Oct 021995
 
one reel

Kathleen (Lili Taylor), a philosophy graduate student, is attacked and bitten by an unknown woman (Annabella Sciorra).  She soon develops an addiction to blood, and to the evil that goes with taking it.  An older vampire (Christopher Walken) cruelly attempts to teach her how to exist in her new state, holding her hostage and feeding from her.  She escapes, with new motivation and insight into evil that allows her to finish her thesis.

I had a double major in mathematics and philosophy as an undergrad, switching from physics because I loved philosophy.  I then entered grad school to study philosophy.  I read Kierkegaard, Nietzsche, Heidegger, and Sartre, to name a few.  And I found The Addiction’s constant philosophizing pompous and overbearing.  God help you if you don’t think reading Nietzsche is a good time (OK, no one really thinks reading Nietzsche is a good time, but some of us put up with it).  The Addiction is like a freshman who just took his first one hundred level philosophy class and now wants to impress the senior girls with his newfound depth; he drops a few names, but doesn’t really understand the views and gets most of them wrong.

I can’t fault the b&w cinematography, nor Taylor’s performance.  And Walken plays the normal Walken weirdo and that’s always fun.  It is the script that fails the project.

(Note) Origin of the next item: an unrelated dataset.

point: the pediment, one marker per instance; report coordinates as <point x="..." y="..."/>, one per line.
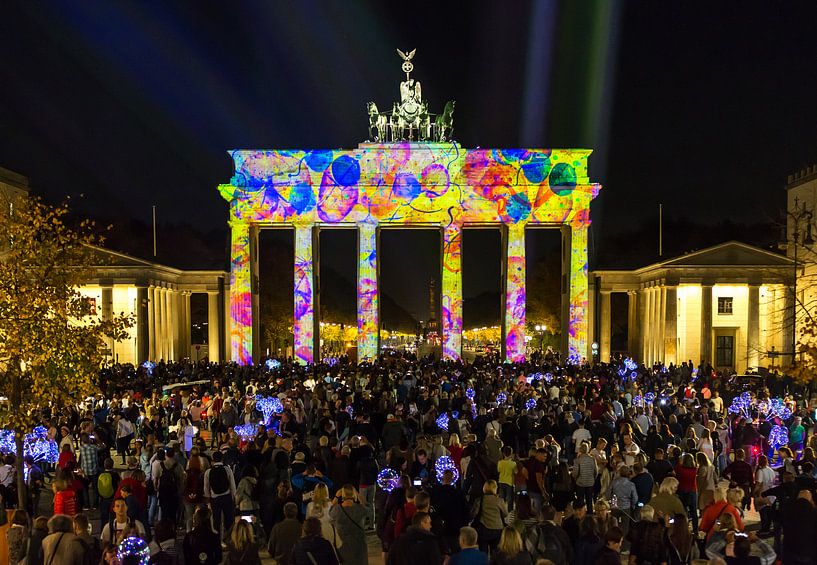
<point x="731" y="253"/>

Vampirism is used as a metaphor for drug addiction, which in turn is used as a metaphor for evil, and humanity’s “addiction” to it.  This is a message movie that missed the ideas of subtext and subtlety.  Plot and character are shoved aside to make room for more message.  With that emphasis on theme, and all those dead philosophers dug up, I expected something pretty complicated and thought-provoking.  And that’s the final failing.  For more than an hour, the nature of evil is chewed on and tossed around.  So, when all of that is forgotten at the end, I start wondering why I watched any of it.  The final, in-your-face message is: man is filled with sin, and only by giving yourself to God can you be free of it.  That’s it.  OK, that’s fine if that’s what you want to say, but then build to that.  Instead, it was just stated, with no connection to the rest of the movie.  I could get that on the first page of a thousand Christian newsletters and save myself eighty-two minutes.